Bernard wurde zum Hauptprediger des Zweiten Kreuzzugs (1147–1149). Mit leidenschaftlichen Reden gewann er breite Unterstützung in Frankreich und im Reich. Über seine Wirkung sagte er selbst:

Ich öffnete meinen Mund, ich sprach – und sogleich wuchs die Zahl der Kreuzfahrer ins Unermessliche. Dörfer und Städte waren wie leergefegt. Kaum ein Mann blieb zurück bei sieben Frauen.

Doch Bernhard war nicht der einzige, der zur Waffe rief. Im Rheinland predigte ein selbsternannter Einsiedler namens Raoul, der sich ebenfalls als Zisterzienser ausgab. Er rief nicht nur zum Kreuzzug gegen die Muslime auf, sondern hetzte auch gegen die jüdische Bevölkerung des Rheintals. Er behauptete, Briefe vom Erzengel Gabriel empfangen zu haben, und verkündete apokalyptische Prophezeiungen.

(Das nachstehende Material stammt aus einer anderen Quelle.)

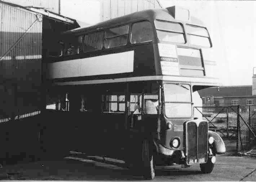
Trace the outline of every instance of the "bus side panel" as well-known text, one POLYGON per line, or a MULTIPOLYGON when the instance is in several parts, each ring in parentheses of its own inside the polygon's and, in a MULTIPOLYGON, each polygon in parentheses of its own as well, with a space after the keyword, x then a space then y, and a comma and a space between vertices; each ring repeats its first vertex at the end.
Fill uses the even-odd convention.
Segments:
POLYGON ((153 45, 138 45, 135 47, 134 73, 133 75, 145 76, 155 75, 154 66, 153 45))

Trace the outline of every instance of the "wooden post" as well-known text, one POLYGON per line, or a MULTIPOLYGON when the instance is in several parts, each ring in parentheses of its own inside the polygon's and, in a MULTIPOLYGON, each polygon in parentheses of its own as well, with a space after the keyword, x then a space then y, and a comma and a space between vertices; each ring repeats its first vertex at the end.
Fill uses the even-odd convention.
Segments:
POLYGON ((226 113, 227 113, 227 138, 229 138, 229 123, 228 108, 227 108, 226 113))
MULTIPOLYGON (((240 150, 240 148, 239 146, 239 132, 240 130, 240 116, 239 115, 239 105, 237 106, 237 152, 238 153, 240 150)), ((241 139, 240 139, 240 140, 241 139)))

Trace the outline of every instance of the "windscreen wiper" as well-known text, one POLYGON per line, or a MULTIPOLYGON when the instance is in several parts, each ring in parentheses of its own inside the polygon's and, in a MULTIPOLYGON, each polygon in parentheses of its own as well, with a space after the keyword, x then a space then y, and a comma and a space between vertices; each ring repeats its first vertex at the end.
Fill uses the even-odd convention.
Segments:
POLYGON ((179 83, 176 83, 176 84, 177 85, 180 86, 181 86, 181 87, 183 87, 184 88, 185 88, 187 90, 189 90, 189 89, 188 88, 187 88, 186 87, 185 87, 185 86, 183 86, 183 85, 181 85, 181 84, 180 84, 179 83))

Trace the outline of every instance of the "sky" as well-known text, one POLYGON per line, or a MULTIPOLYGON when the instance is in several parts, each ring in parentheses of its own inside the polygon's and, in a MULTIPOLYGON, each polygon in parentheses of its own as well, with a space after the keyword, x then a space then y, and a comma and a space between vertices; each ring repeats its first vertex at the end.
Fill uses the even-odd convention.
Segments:
MULTIPOLYGON (((163 8, 176 5, 187 9, 191 16, 204 22, 212 42, 213 57, 218 64, 216 77, 222 85, 252 84, 253 68, 256 67, 256 2, 159 1, 163 8)), ((64 16, 90 24, 100 21, 97 0, 61 0, 61 13, 64 16)))

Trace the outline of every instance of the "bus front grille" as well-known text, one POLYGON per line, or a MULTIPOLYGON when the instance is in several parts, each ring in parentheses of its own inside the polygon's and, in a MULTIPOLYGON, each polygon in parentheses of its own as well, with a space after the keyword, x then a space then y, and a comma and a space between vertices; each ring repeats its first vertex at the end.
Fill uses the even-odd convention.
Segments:
POLYGON ((187 164, 206 163, 208 149, 208 123, 204 121, 188 121, 185 128, 187 164))

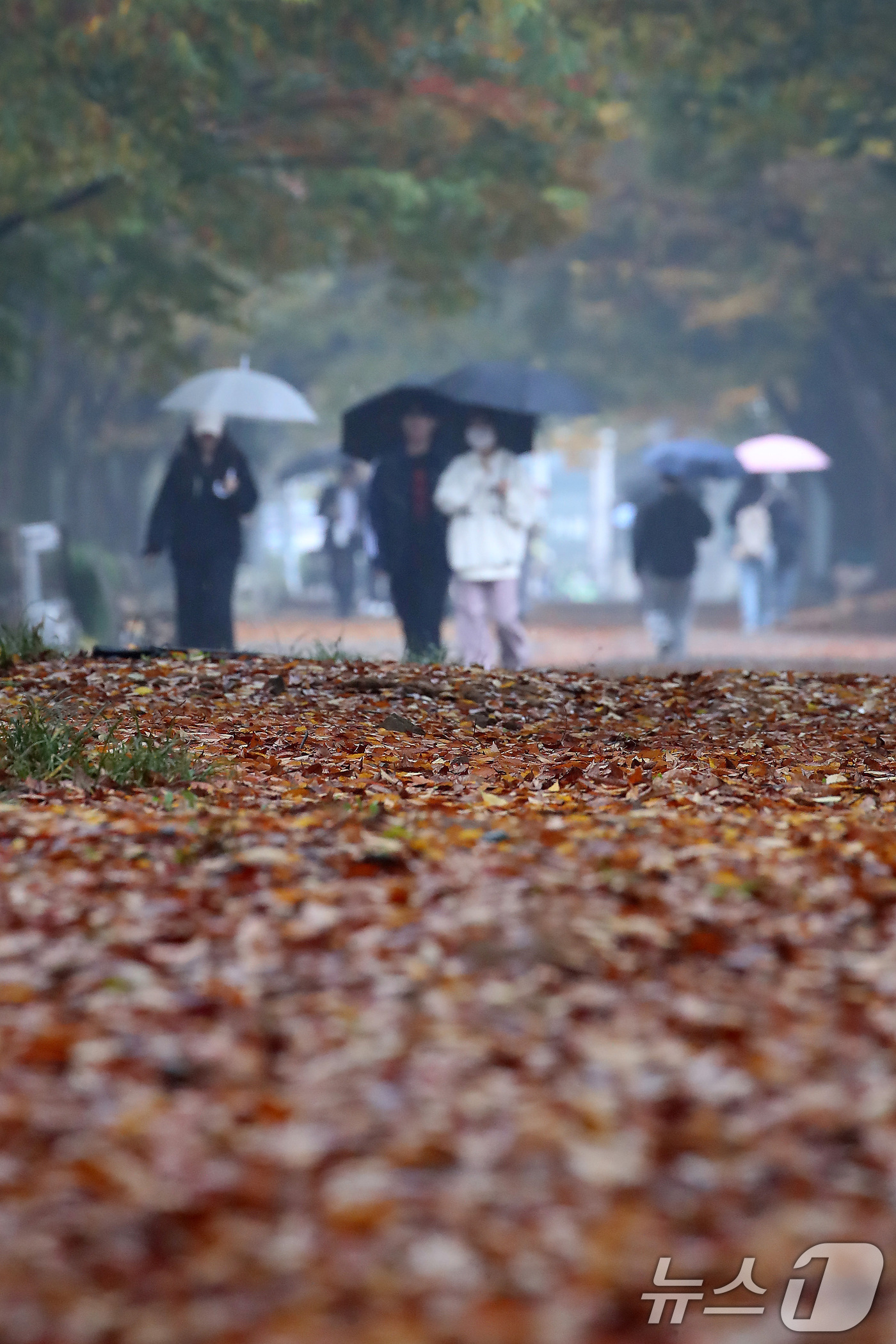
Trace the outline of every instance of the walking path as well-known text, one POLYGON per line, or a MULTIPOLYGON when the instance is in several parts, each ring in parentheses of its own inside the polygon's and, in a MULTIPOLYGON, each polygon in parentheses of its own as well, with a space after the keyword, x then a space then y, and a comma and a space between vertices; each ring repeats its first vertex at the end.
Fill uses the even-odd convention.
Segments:
MULTIPOLYGON (((449 649, 454 628, 446 621, 449 649)), ((317 613, 290 613, 270 621, 242 621, 239 648, 266 653, 341 650, 364 657, 398 659, 402 636, 396 621, 357 618, 340 621, 317 613)), ((653 664, 646 632, 635 624, 587 626, 537 624, 529 626, 531 661, 540 667, 613 668, 642 671, 653 664)), ((701 629, 690 636, 686 667, 793 668, 841 672, 896 672, 896 636, 832 634, 829 632, 771 630, 744 636, 739 630, 701 629)))

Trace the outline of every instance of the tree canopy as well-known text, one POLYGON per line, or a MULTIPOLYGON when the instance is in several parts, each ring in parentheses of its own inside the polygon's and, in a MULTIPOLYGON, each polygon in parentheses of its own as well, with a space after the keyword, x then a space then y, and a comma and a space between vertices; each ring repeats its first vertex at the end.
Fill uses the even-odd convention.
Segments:
POLYGON ((598 79, 549 0, 12 0, 0 11, 0 304, 117 339, 235 277, 387 259, 446 304, 555 241, 598 79))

Er rief zur „Reinigung der Welt“ auf und forderte Vergeltung an „den Feinden unter uns“ – womit er die jüdische Bevölkerung meinte.

Bernard greift ein

Die Pogrome, die Raoul auslöste, riefen den Mainzer Erzbischof auf den Plan. Er bat Bernard, einzugreifen. Dieser reagierte umgehend und entschieden.

Er schrieb:

Wenn er meint, allein weil er Mönch oder Einsiedler sei, habe er den Auftrag zu predigen, so sei ihm gesagt: Die Aufgabe eines Mönchs ist nicht das Lehren, sondern das Weinen!

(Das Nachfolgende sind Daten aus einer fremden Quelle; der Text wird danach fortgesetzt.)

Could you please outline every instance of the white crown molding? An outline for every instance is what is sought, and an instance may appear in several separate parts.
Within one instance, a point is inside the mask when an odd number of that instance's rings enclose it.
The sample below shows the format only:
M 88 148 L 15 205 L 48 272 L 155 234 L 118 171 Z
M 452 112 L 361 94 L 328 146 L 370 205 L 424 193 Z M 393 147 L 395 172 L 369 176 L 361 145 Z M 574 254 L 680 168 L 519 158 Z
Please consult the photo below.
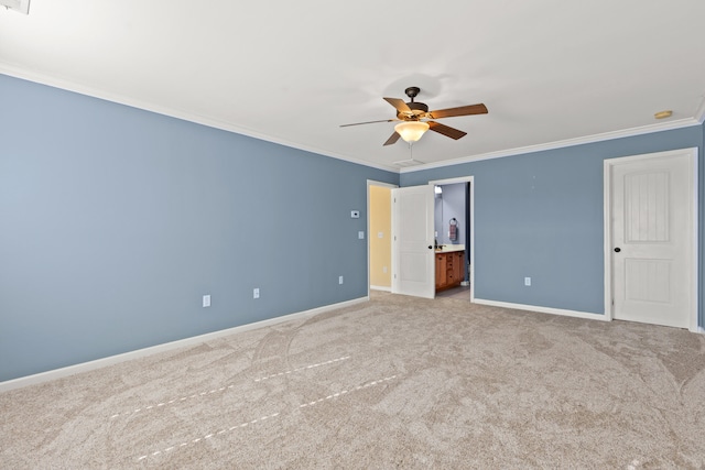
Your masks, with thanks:
M 47 85 L 47 86 L 59 88 L 63 90 L 74 91 L 79 95 L 86 95 L 94 98 L 99 98 L 107 101 L 130 106 L 132 108 L 155 112 L 158 114 L 169 116 L 171 118 L 182 119 L 184 121 L 207 125 L 209 128 L 220 129 L 227 132 L 234 132 L 237 134 L 247 135 L 253 139 L 265 141 L 265 142 L 285 145 L 292 149 L 297 149 L 305 152 L 315 153 L 318 155 L 329 156 L 333 159 L 341 160 L 341 161 L 354 163 L 357 165 L 369 166 L 371 168 L 382 170 L 386 172 L 397 173 L 397 174 L 422 172 L 425 170 L 442 168 L 445 166 L 454 166 L 463 163 L 478 162 L 481 160 L 502 159 L 506 156 L 521 155 L 524 153 L 534 153 L 534 152 L 541 152 L 546 150 L 564 149 L 564 147 L 576 146 L 576 145 L 582 145 L 586 143 L 604 142 L 608 140 L 642 135 L 642 134 L 648 134 L 652 132 L 687 128 L 692 125 L 699 125 L 705 120 L 705 97 L 703 97 L 693 118 L 684 118 L 684 119 L 679 119 L 673 121 L 660 122 L 657 124 L 642 125 L 639 128 L 630 128 L 630 129 L 625 129 L 619 131 L 604 132 L 600 134 L 585 135 L 585 136 L 575 138 L 575 139 L 566 139 L 562 141 L 547 142 L 547 143 L 542 143 L 536 145 L 527 145 L 521 147 L 501 150 L 497 152 L 468 155 L 460 159 L 445 160 L 443 162 L 425 163 L 417 166 L 399 168 L 397 166 L 375 164 L 371 162 L 354 159 L 350 156 L 338 154 L 336 152 L 329 152 L 329 151 L 314 147 L 314 146 L 301 145 L 299 143 L 290 142 L 284 139 L 279 139 L 272 135 L 265 135 L 248 128 L 232 125 L 228 122 L 223 122 L 216 119 L 206 118 L 199 114 L 194 114 L 192 112 L 183 111 L 175 108 L 162 107 L 159 105 L 154 105 L 152 102 L 138 100 L 138 99 L 129 98 L 121 95 L 110 94 L 104 90 L 91 88 L 86 85 L 76 84 L 72 80 L 66 80 L 66 79 L 62 79 L 53 76 L 47 76 L 45 74 L 21 69 L 19 67 L 14 67 L 9 64 L 0 63 L 0 74 L 4 74 L 15 78 L 21 78 L 29 81 L 34 81 L 42 85 Z
M 338 154 L 335 152 L 329 152 L 323 149 L 301 145 L 295 142 L 290 142 L 285 139 L 279 139 L 272 135 L 265 135 L 260 132 L 253 131 L 248 128 L 242 128 L 239 125 L 232 125 L 228 122 L 223 122 L 217 119 L 206 118 L 199 114 L 195 114 L 193 112 L 183 111 L 175 108 L 163 107 L 159 105 L 154 105 L 153 102 L 142 101 L 139 99 L 126 97 L 122 95 L 116 95 L 108 91 L 104 91 L 97 88 L 93 88 L 86 85 L 76 84 L 72 80 L 66 80 L 57 77 L 47 76 L 40 73 L 28 72 L 24 69 L 20 69 L 18 67 L 13 67 L 8 64 L 0 63 L 0 74 L 4 74 L 11 77 L 21 78 L 23 80 L 33 81 L 41 85 L 46 85 L 54 88 L 59 88 L 67 91 L 77 92 L 79 95 L 89 96 L 93 98 L 99 98 L 106 101 L 116 102 L 119 105 L 126 105 L 132 108 L 141 109 L 144 111 L 154 112 L 158 114 L 167 116 L 170 118 L 176 118 L 188 122 L 194 122 L 197 124 L 207 125 L 209 128 L 219 129 L 227 132 L 234 132 L 237 134 L 246 135 L 249 138 L 258 139 L 265 142 L 271 142 L 284 146 L 289 146 L 296 150 L 302 150 L 305 152 L 315 153 L 323 156 L 329 156 L 337 160 L 343 160 L 345 162 L 355 163 L 357 165 L 369 166 L 377 170 L 382 170 L 391 173 L 399 173 L 399 168 L 395 166 L 380 165 L 371 162 L 366 162 L 362 160 L 352 159 L 350 156 L 346 156 L 343 154 Z
M 705 101 L 701 106 L 699 120 L 695 118 L 677 119 L 677 120 L 668 121 L 668 122 L 658 123 L 658 124 L 649 124 L 649 125 L 642 125 L 640 128 L 625 129 L 621 131 L 610 131 L 610 132 L 604 132 L 601 134 L 585 135 L 582 138 L 566 139 L 562 141 L 547 142 L 547 143 L 542 143 L 536 145 L 520 146 L 516 149 L 501 150 L 498 152 L 489 152 L 489 153 L 482 153 L 478 155 L 469 155 L 469 156 L 464 156 L 462 159 L 445 160 L 443 162 L 426 163 L 420 166 L 402 168 L 399 173 L 422 172 L 424 170 L 442 168 L 445 166 L 454 166 L 463 163 L 478 162 L 480 160 L 502 159 L 505 156 L 521 155 L 524 153 L 534 153 L 534 152 L 542 152 L 546 150 L 565 149 L 568 146 L 583 145 L 586 143 L 604 142 L 604 141 L 610 141 L 615 139 L 650 134 L 653 132 L 690 128 L 693 125 L 701 125 L 703 123 L 703 120 L 702 120 L 703 114 L 705 114 Z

Bernard verurteilte Raoul öffentlich – nicht nur wegen seines Machtanspruchs, sondern auch wegen der Morde an Juden, die, so Bernard, „nicht von Gott, sondern vom Dämon inspiriert“ seien – dem Vater der Lüge und Mörder von Anfang an.

In einem Brief an die Gläubigen von Speyer betonte er:

Warum richtet ihr euren Eifer gegen die Juden? Sie sind das lebendige Abbild des Leidens Christi. Darum dürfen wir sie weder verfolgen noch vertreiben. Das Schwert ist nicht gegen sie zu richten, sondern gegen die Heiden.

Als seine Mahnschreiben keine Wirkung zeigten, reiste Bernard Ende 1146 persönlich nach Flandern, Lothringen und ins Rheinland. Obwohl er kein Deutsch sprach, war sein Einfluss gewaltig. Er brachte Raoul zum Schweigen und beendete die Massaker.

Die Erinnerung jüdischer Quellen

Jüdische Chroniken jener Zeit loben Bernard mit ungewöhnlicher Wärme. In einem hebräischen Text heißt es:

Der Herr war den Juden gnädig. Er sandte den Heiligen Bernard de Clairvaux, der zu den Kreuzfahrern sprach: ‘Geht nach Zion, zum Grab unseres Erlösers – aber lasst die Juden in Frieden! Wer sie angreift, greift das Auge Christi an, denn sie sind Sein Fleisch und Seine Knochen.’“

Die Kreuzzugsmystik Bernhards

Trotz seines Einsatzes gegen Gewalt an Juden war Bernard keineswegs ein Pazifist. Er glaubte an den „heiligen Krieg“ gegen die Sarazenen – nicht zur Bekehrung, sondern zur Verteidigung des Glaubens.

In seinen Predigten verband er asketische Mystik mit der Idee des bewaffneten Glaubensdienstes. Diese Synthese prägte das mittelalterliche Denken über Kreuzzüge entscheidend – nicht zuletzt auch den geistlichen Hintergrund des Templerordens.